The Indian Rupee (INR) gains sharply against the US Dollar (USD) at the open on Wednesday, with the USD/INR pair slumping almost 0.5% to near 89.80.
However, the pair is expected to remain under pressure as renewed trade frictions between the United States (US) and India, and the consistent Foreign Institutional Investors (FIIs) selling in the Indian equity market, will likely keep the Indian Rupee on the backfoot.
Earlier this week, US President Donald Trump threatened to increase tariffs on India for not supporting on Russia oil issue, which is directly linked to the purchase of oil by New Delhi from Moscow.
New Delhi is already charged with 50% tariffs on its exports to Washington, which includes a 25% punitive duty for buying Russian oil, which is one of the highest among all trading partners of the US.
Though the impact of trade tensions between the US and India is merely 0.3%-0.5% on India’s Gross Domestic Product (GDP), according to a report from Times of India (ToI), the influence is more sentimental, which is clear from the consistent outflow of foreign funds from the Indian stock market.
In 2025, FIIs offloaded their stake worth Rs. 3,06,418.88 crore in the Indian equity market after remaining net sellers in eight out of 12 months. So far in January, overseas investors have sold shares worth Rs. 3,122.68 crore; however, the pace of selling appears to have slowed in the last two trading days. FIIs have cumulatively sold shares worth Rs. 143.88 crore on Monday and Tuesday.

USD/INR tests regions below the psychological level of 90.00 at the open on Wednesday. The outlook of the price has become uncertain as it struggles to hold the 20-day Exponential Moving Average (EMA), which trades around 90.22.
The 14-day Relative Strength Index (RSI) slips to 49.28 after unwinding overbought conditions, placing momentum at the neutral line and tilting pressure modestly to the downside.
With momentum fading, upside attempts would need an RSI recovery above 50 to reassert buying interest and open a retest of 91.3115. If RSI extends lower toward the mid-40s, sellers could press the pullback and keep the cross range-bound until momentum stabilizes.
(The technical analysis of this story was written with the help of an AI tool.)
The Indian Rupee (INR) is one of the most sensitive currencies to external factors. The price of Crude Oil (the country is highly dependent on imported Oil), the value of the US Dollar – most trade is conducted in USD – and the level of foreign investment, are all influential. Direct intervention by the Reserve Bank of India (RBI) in FX markets to keep the exchange rate stable, as well as the level of interest rates set by the RBI, are further major influencing factors on the Rupee.

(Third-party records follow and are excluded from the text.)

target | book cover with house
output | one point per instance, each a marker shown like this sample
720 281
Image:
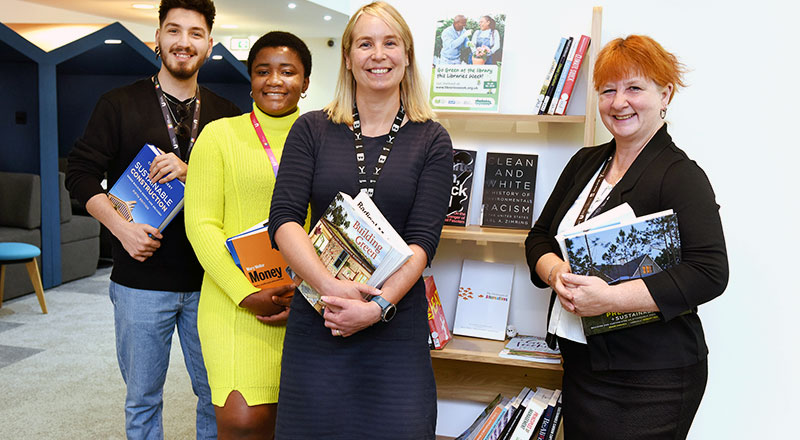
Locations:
460 195
509 184
467 61
355 242
139 200
627 251
484 294
252 252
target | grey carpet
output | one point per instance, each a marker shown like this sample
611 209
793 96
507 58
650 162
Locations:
60 379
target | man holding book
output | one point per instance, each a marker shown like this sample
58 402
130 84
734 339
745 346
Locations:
156 278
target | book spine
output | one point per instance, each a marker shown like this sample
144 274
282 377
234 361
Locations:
562 79
549 75
572 75
548 97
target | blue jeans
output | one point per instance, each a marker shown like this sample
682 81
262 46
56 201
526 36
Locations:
144 321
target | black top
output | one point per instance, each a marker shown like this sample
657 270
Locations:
662 177
123 120
379 382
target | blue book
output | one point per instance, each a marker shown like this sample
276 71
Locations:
139 200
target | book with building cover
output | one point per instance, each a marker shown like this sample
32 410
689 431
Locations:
355 242
252 251
508 188
139 200
463 170
467 62
621 252
484 294
440 333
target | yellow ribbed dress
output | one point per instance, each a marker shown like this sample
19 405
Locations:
228 189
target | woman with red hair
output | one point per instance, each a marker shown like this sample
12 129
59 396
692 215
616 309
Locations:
645 381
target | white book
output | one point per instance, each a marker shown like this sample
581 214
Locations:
484 294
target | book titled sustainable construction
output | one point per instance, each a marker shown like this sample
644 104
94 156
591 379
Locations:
139 200
252 251
355 242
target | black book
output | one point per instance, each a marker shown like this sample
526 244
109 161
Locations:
508 188
463 170
548 97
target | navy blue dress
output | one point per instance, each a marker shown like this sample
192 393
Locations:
378 383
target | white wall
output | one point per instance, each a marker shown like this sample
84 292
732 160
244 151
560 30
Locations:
735 120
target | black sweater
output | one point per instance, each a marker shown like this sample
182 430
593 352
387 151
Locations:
123 120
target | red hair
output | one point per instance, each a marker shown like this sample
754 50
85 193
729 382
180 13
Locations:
638 55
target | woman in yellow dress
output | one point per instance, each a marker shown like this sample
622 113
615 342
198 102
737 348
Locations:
228 189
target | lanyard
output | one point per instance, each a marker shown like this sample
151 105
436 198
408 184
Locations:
363 183
264 142
593 193
168 120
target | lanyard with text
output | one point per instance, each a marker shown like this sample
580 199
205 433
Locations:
593 193
170 126
263 138
363 183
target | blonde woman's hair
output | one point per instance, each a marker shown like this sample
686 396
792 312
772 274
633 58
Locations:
412 94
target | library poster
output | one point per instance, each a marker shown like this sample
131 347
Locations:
467 61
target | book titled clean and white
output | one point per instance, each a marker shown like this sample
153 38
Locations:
484 295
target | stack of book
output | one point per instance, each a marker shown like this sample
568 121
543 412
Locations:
530 415
530 348
560 79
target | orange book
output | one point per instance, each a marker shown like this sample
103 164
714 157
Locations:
252 251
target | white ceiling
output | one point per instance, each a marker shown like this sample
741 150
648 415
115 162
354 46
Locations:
253 17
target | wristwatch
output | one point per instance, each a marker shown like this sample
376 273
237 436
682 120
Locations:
388 309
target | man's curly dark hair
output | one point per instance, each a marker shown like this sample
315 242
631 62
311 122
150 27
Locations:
204 7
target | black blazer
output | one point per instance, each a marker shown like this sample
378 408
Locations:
662 177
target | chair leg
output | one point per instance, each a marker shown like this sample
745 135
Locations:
2 282
36 279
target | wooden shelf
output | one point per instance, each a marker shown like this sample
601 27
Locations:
483 235
471 369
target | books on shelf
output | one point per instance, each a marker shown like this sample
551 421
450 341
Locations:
355 242
509 185
618 248
467 65
530 348
139 200
252 251
439 331
484 294
460 195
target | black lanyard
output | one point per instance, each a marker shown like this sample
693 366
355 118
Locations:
593 192
363 183
168 120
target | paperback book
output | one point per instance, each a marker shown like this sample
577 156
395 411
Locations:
467 62
139 200
620 252
355 242
463 170
508 188
252 252
484 294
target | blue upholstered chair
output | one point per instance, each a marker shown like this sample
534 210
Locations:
12 253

The Reserve Bank of India (RBI) actively intervenes in forex markets to maintain a stable exchange rate, to help facilitate trade. In addition, the RBI tries to maintain the inflation rate at its 4% target by adjusting interest rates. Higher interest rates usually strengthen the Rupee. This is due to the role of the ‘carry trade’ in which investors borrow in countries with lower interest rates so as to place their money in countries’ offering relatively higher interest rates and profit from the difference.
Macroeconomic factors that influence the value of the Rupee include inflation, interest rates, the economic growth rate (GDP), the balance of trade, and inflows from foreign investment. A higher growth rate can lead to more overseas investment, pushing up demand for the Rupee. A less negative balance of trade will eventually lead to a stronger Rupee. Higher interest rates, especially real rates (interest rates less inflation) are also positive for the Rupee. A risk-on environment can lead to greater inflows of Foreign Direct and Indirect Investment (FDI and FII), which also benefit the Rupee.
Higher inflation, particularly, if it is comparatively higher than India’s peers, is generally negative for the currency as it reflects devaluation through oversupply. Inflation also increases the cost of exports, leading to more Rupees being sold to purchase foreign imports, which is Rupee-negative. At the same time, higher inflation usually leads to the Reserve Bank of India (RBI) raising interest rates and this can be positive for the Rupee, due to increased demand from international investors. The opposite effect is true of lower inflation.